Supreme Court refuses to hear Redskins’ naming case
The Supreme Court has refused to hear a case brought by Native American activists regarding the use of the trademark name Redskins for the Washington-based football team. This case involved a long running dispute over the name that is several decades old. The activists claim:
“[T]he Washington Redskins’ team name is so offensive that it does not deserve trademark protection.”
The decison, which happened without comments, lets stand the lower court decision that the complaintants let the case go too long before bringing suit. The Washington Redskins have been named as such since 1937 when the name was changed from the Boston Braves, when the team moved south.

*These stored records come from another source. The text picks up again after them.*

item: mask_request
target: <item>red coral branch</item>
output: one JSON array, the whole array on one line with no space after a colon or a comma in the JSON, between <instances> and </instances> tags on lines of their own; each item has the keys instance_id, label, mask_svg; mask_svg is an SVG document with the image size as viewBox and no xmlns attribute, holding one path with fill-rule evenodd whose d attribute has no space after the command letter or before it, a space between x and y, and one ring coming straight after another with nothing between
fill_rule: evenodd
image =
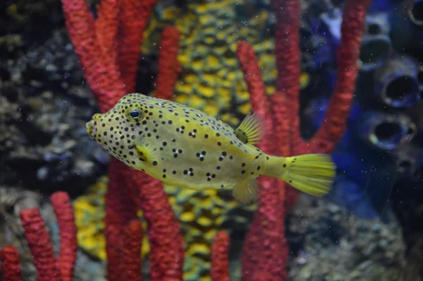
<instances>
[{"instance_id":1,"label":"red coral branch","mask_svg":"<svg viewBox=\"0 0 423 281\"><path fill-rule=\"evenodd\" d=\"M229 234L219 232L212 245L211 275L213 281L229 281Z\"/></svg>"},{"instance_id":2,"label":"red coral branch","mask_svg":"<svg viewBox=\"0 0 423 281\"><path fill-rule=\"evenodd\" d=\"M172 100L173 89L182 68L178 61L179 32L174 26L169 26L161 34L159 56L159 73L156 79L154 97Z\"/></svg>"},{"instance_id":3,"label":"red coral branch","mask_svg":"<svg viewBox=\"0 0 423 281\"><path fill-rule=\"evenodd\" d=\"M120 280L126 271L123 263L123 232L132 220L136 219L137 205L130 192L128 178L128 167L116 158L111 160L109 167L109 183L106 193L106 251L107 253L107 279Z\"/></svg>"},{"instance_id":4,"label":"red coral branch","mask_svg":"<svg viewBox=\"0 0 423 281\"><path fill-rule=\"evenodd\" d=\"M123 263L127 264L128 281L141 281L141 246L142 245L142 224L137 220L131 221L125 228Z\"/></svg>"},{"instance_id":5,"label":"red coral branch","mask_svg":"<svg viewBox=\"0 0 423 281\"><path fill-rule=\"evenodd\" d=\"M99 7L99 18L94 20L85 0L62 0L68 31L102 112L109 110L126 92L134 90L142 32L157 2L106 1ZM106 11L117 8L118 3L121 10L116 20L116 10L110 14ZM135 200L148 223L153 280L181 279L183 241L162 184L137 171L131 169L128 174L128 169L116 159L111 160L109 169L105 218L108 277L111 281L121 279L122 270L128 266L122 263L121 229L136 218L135 205L131 202ZM135 190L135 186L139 190Z\"/></svg>"},{"instance_id":6,"label":"red coral branch","mask_svg":"<svg viewBox=\"0 0 423 281\"><path fill-rule=\"evenodd\" d=\"M266 128L267 135L260 142L259 147L265 153L272 153L275 142L269 136L273 131L274 123L269 110L270 104L266 94L266 86L260 73L257 59L252 47L245 42L238 43L237 56L250 92L252 112L263 118Z\"/></svg>"},{"instance_id":7,"label":"red coral branch","mask_svg":"<svg viewBox=\"0 0 423 281\"><path fill-rule=\"evenodd\" d=\"M300 135L298 114L300 1L273 0L271 2L278 21L275 52L278 71L277 91L269 97L271 114L264 105L269 101L252 48L246 43L238 44L238 59L251 94L252 107L254 111L264 112L266 121L273 124L271 136L267 138L278 143L277 147L271 150L274 154L290 156L307 153L309 150L329 153L345 130L355 90L357 74L356 61L369 0L347 0L336 92L326 114L326 121L310 141L309 150ZM271 116L273 120L269 121ZM266 141L263 146L266 148ZM298 193L293 189L286 189L287 185L277 179L264 177L261 183L258 208L243 249L243 277L245 280L286 280L288 246L283 222L286 210L296 202ZM281 202L285 202L286 205Z\"/></svg>"},{"instance_id":8,"label":"red coral branch","mask_svg":"<svg viewBox=\"0 0 423 281\"><path fill-rule=\"evenodd\" d=\"M299 0L271 0L276 17L275 35L275 54L278 77L276 78L277 95L285 97L288 115L281 116L288 120L288 130L293 148L302 143L300 128L300 16ZM278 121L281 123L281 121Z\"/></svg>"},{"instance_id":9,"label":"red coral branch","mask_svg":"<svg viewBox=\"0 0 423 281\"><path fill-rule=\"evenodd\" d=\"M114 61L116 49L104 47L102 44L104 40L97 39L106 31L94 28L96 21L86 0L62 0L62 4L68 32L75 52L80 58L84 76L94 93L102 112L105 112L125 94ZM109 22L97 25L107 30L109 25L114 24ZM99 26L95 28L100 28ZM103 50L109 51L109 53L103 53Z\"/></svg>"},{"instance_id":10,"label":"red coral branch","mask_svg":"<svg viewBox=\"0 0 423 281\"><path fill-rule=\"evenodd\" d=\"M181 280L183 240L163 184L157 179L147 181L145 177L135 170L132 170L132 180L133 184L142 186L139 204L149 229L152 280Z\"/></svg>"},{"instance_id":11,"label":"red coral branch","mask_svg":"<svg viewBox=\"0 0 423 281\"><path fill-rule=\"evenodd\" d=\"M0 251L0 261L4 281L22 281L19 253L14 246L6 246Z\"/></svg>"},{"instance_id":12,"label":"red coral branch","mask_svg":"<svg viewBox=\"0 0 423 281\"><path fill-rule=\"evenodd\" d=\"M121 0L117 63L127 92L135 88L142 32L157 0Z\"/></svg>"},{"instance_id":13,"label":"red coral branch","mask_svg":"<svg viewBox=\"0 0 423 281\"><path fill-rule=\"evenodd\" d=\"M70 199L67 193L58 191L51 196L60 233L59 268L63 281L73 280L76 261L76 225Z\"/></svg>"},{"instance_id":14,"label":"red coral branch","mask_svg":"<svg viewBox=\"0 0 423 281\"><path fill-rule=\"evenodd\" d=\"M275 141L277 136L274 132L278 130L274 127L266 88L254 50L248 44L239 42L238 57L250 93L252 110L264 117L269 128L259 147L265 152L277 155L278 148L274 145L277 143ZM288 246L284 236L285 213L281 203L284 201L284 189L281 188L281 183L278 179L261 177L259 180L258 208L243 250L243 280L247 281L274 280L286 276Z\"/></svg>"},{"instance_id":15,"label":"red coral branch","mask_svg":"<svg viewBox=\"0 0 423 281\"><path fill-rule=\"evenodd\" d=\"M118 20L121 1L103 0L97 5L97 19L94 21L95 40L101 48L101 54L107 54L111 63L116 61L116 43Z\"/></svg>"},{"instance_id":16,"label":"red coral branch","mask_svg":"<svg viewBox=\"0 0 423 281\"><path fill-rule=\"evenodd\" d=\"M37 268L38 281L61 281L50 237L38 209L20 212L25 236Z\"/></svg>"},{"instance_id":17,"label":"red coral branch","mask_svg":"<svg viewBox=\"0 0 423 281\"><path fill-rule=\"evenodd\" d=\"M358 75L357 61L367 7L371 0L348 0L345 2L338 49L338 72L333 93L324 122L308 142L313 153L328 153L342 137L354 97Z\"/></svg>"}]
</instances>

According to the Washington Post:
The lawsuit was filed in 1992, when seven activists challenged a Redskins trademark issued in 1967. They won seven years later in a decision by the Trademark Trial and Appeal Board, which said the name could be interpreted as offensive to Native Americans. The case is Harjo v. Pro-Football, Inc.
Trademark law prohibits registration of a name that “may disparage . . . persons, living or dead, . . . or bring them into contempt, or disrepute.”
The team appealed to federal court.
Judges at the district and circuit levels said the activists’ trademark cancellation claim was barred by the doctrine of laches, which serves as a defense against claims that should have been made long ago.
The activists argued that disparaging trademarks can be challenged at any time, citing a decision from the U.S. Court of Appeals for the 3rd Circuit. The decision was written by then-judgeSamuel A. Alito Jr., who now sits on the Supreme Court.
Apparently the rest of the world disagrees with the activists. There will always be someone who doesn’t like a team name or mascot. This seems like a frivolous lawsuit to me, especially when a team name is held in high esteem.